Even as the country goes through its second worst burn on record, the blazes come with a twist: few are coming from the western provinces, the traditional centre of destruction. 

The worst of the fires have been concentrated in the prairie provinces and the Atlantic region, with bone-dry conditions upending how Canada responds to a threat that is only likely to grow as the climate warms.

The shift serves as a stark reminder that the risk of disaster is present across the thickly forested nation, experts say.  

Tens of thousands of people have been evacuated from their homes for the past few days due to the wildfires. 

Saskatchewan and Manitoba covering more than 60% of the area burned in Canada and also seized strained resources in Atlantic Canada, where officials in Newfoundland and Labrador are struggling to battle out-of-control blazes. 

A temporary ban on off-road vehicles in forested areas needs to be done because the province “simply cannot afford any further risks, given the number of out-of-control wildfires we have’, said the Newfoundland premier John Hogan on August 27 in response to the crisis. 

The ban follows a similar move by Nova Scotia, where a 15-hectare (37-acre) out-of-control fire is burning outside the provincial capital, Halifax. In addition to barring vehicles in wooded areas, Nova Scotia officials so shut down hiking, camping and fishing in forests, a decision reflecting the troubling fact that nearly all fires in the province are started by humans.

“Conditions are really dry, there’s no rain in sight, the risk is extremely high in Nova Scotia,” the province’s premier, Tim Houston, told reporters. “I’m happy to make sure that we’re doing everything we can to protect people, to protect property and try to just get through this fire season and really just pray for rain.”

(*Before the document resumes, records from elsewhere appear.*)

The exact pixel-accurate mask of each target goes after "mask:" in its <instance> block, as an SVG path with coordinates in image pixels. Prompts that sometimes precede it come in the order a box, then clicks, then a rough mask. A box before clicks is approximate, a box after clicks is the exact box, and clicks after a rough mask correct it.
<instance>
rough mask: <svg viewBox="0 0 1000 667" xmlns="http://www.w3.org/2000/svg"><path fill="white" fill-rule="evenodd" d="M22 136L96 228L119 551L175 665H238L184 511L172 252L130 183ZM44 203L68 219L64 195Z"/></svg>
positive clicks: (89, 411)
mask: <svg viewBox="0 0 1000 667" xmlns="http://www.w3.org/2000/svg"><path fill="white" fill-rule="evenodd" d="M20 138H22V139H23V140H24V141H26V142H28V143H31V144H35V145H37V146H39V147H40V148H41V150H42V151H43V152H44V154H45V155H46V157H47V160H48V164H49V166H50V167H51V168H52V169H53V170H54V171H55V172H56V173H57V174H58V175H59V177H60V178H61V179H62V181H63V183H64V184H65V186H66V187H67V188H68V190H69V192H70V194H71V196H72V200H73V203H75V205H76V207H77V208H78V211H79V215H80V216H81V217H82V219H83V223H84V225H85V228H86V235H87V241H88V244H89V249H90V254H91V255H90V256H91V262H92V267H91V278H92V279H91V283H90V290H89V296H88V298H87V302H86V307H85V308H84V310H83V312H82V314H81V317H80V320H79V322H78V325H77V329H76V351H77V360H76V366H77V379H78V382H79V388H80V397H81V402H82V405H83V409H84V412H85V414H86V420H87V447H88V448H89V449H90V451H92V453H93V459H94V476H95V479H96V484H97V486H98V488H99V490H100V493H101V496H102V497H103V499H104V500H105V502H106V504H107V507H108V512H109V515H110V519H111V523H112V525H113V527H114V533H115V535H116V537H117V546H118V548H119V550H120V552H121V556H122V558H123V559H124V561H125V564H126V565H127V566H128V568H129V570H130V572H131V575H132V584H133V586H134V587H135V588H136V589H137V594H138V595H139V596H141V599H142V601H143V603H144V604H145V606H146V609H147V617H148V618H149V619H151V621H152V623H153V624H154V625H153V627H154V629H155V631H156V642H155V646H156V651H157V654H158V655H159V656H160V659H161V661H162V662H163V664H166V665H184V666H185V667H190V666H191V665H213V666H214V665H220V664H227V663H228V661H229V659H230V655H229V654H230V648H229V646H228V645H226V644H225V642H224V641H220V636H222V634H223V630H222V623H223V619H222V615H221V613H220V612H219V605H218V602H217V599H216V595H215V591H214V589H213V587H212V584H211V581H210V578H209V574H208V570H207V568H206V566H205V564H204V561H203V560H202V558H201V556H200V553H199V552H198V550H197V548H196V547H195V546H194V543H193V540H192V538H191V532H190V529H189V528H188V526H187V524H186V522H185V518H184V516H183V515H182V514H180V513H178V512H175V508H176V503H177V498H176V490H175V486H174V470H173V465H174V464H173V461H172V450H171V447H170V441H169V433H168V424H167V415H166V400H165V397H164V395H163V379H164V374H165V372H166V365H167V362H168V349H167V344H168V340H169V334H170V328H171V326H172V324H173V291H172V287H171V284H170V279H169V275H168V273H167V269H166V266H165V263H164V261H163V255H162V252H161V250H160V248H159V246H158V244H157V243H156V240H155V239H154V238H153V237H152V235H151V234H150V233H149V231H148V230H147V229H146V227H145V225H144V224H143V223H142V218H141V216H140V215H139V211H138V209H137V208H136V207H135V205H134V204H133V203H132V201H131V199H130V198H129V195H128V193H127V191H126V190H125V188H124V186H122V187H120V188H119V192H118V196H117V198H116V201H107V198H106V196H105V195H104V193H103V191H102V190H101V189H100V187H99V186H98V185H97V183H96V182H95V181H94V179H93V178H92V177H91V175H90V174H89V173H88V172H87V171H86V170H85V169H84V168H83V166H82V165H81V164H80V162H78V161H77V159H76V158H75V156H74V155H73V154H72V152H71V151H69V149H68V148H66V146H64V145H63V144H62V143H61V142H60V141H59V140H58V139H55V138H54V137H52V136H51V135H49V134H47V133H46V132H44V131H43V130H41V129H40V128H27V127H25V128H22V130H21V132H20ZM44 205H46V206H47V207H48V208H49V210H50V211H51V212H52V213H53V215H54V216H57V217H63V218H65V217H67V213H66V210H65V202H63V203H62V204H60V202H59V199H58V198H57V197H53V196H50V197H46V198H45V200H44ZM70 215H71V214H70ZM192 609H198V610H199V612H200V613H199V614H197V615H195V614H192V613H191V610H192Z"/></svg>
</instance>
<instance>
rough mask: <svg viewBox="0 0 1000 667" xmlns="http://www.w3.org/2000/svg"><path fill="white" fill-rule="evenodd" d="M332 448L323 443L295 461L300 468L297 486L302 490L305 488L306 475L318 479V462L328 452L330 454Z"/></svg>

Fires have even erupted in Ontario’s Kawartha Lakes region, a collection of rural communities less than 100 miles (160km) north of Toronto that are a popular summer destination for residents of Canada’s largest city.

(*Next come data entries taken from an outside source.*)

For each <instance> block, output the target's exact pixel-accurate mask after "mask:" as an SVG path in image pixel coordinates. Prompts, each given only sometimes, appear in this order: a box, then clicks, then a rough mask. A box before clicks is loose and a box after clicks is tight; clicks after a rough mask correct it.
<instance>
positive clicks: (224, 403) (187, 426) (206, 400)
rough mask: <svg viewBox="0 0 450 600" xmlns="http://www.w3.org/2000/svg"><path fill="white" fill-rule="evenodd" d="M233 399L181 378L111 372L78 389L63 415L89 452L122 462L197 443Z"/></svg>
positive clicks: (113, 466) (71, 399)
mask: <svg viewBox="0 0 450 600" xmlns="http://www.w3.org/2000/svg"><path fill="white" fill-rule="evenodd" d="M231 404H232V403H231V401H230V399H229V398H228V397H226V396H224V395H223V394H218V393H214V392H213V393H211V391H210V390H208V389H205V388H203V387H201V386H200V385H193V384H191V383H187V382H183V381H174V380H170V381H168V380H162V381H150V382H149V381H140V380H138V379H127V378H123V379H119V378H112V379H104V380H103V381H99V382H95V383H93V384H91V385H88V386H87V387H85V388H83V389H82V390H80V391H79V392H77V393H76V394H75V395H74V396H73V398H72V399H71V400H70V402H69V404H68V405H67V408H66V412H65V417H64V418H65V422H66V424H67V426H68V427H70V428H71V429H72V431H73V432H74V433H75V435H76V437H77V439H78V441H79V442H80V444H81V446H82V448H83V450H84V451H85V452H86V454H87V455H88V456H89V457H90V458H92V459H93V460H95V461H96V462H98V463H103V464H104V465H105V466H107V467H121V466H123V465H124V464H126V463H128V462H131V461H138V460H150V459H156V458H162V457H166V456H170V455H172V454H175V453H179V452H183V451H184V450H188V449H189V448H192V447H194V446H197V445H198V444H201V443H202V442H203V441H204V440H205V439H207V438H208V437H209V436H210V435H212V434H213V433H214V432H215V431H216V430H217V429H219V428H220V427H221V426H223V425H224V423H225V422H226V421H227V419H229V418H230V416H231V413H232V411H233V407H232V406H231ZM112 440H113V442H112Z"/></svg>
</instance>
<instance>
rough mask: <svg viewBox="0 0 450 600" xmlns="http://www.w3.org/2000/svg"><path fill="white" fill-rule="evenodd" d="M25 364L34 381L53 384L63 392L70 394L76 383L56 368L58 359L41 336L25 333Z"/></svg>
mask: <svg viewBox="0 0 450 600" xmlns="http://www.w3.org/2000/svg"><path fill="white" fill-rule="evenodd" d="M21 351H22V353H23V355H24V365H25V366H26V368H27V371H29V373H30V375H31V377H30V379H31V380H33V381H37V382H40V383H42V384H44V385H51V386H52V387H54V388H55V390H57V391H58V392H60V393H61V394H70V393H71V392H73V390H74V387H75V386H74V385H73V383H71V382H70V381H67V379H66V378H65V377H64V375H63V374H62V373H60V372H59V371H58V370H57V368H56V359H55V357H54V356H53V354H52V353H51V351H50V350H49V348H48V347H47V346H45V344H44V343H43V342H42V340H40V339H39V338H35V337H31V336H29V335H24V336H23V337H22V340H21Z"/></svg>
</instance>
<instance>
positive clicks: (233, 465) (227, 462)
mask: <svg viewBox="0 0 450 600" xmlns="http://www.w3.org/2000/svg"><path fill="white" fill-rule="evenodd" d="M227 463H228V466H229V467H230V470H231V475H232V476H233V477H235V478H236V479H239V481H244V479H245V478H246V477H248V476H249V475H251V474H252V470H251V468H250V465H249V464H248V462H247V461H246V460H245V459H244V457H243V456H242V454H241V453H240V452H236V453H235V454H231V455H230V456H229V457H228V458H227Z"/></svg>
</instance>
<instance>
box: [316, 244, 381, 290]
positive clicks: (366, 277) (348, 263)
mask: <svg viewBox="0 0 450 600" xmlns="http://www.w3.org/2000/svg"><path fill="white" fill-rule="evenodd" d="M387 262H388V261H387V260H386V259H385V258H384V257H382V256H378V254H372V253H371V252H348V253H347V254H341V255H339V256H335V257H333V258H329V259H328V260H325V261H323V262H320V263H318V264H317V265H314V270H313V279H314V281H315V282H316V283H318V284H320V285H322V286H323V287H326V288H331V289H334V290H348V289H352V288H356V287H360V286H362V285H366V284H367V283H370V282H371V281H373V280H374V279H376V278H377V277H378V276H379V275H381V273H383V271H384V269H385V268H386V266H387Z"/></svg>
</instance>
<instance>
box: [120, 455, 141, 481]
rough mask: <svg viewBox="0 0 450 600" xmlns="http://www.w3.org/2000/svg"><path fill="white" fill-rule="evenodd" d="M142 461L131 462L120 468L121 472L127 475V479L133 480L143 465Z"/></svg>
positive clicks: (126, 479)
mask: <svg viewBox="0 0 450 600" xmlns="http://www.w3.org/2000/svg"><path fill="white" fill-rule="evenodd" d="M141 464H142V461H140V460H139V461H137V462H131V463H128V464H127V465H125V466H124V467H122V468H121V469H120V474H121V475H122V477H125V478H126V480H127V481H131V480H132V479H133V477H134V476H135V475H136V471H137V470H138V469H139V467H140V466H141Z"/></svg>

For a country of sprawling landmass, fires have long been a common feature of the hot spring, summer and autumn. But for the last century, a mix of geography, climate and industry meant that the biggest and hottest fires and the vast majority of destruction have been concentrated in Canada’s western provinces.

Everything changed in 2023 when Canada had its worst fire season on record and the thick haze of smoke blanketed the US.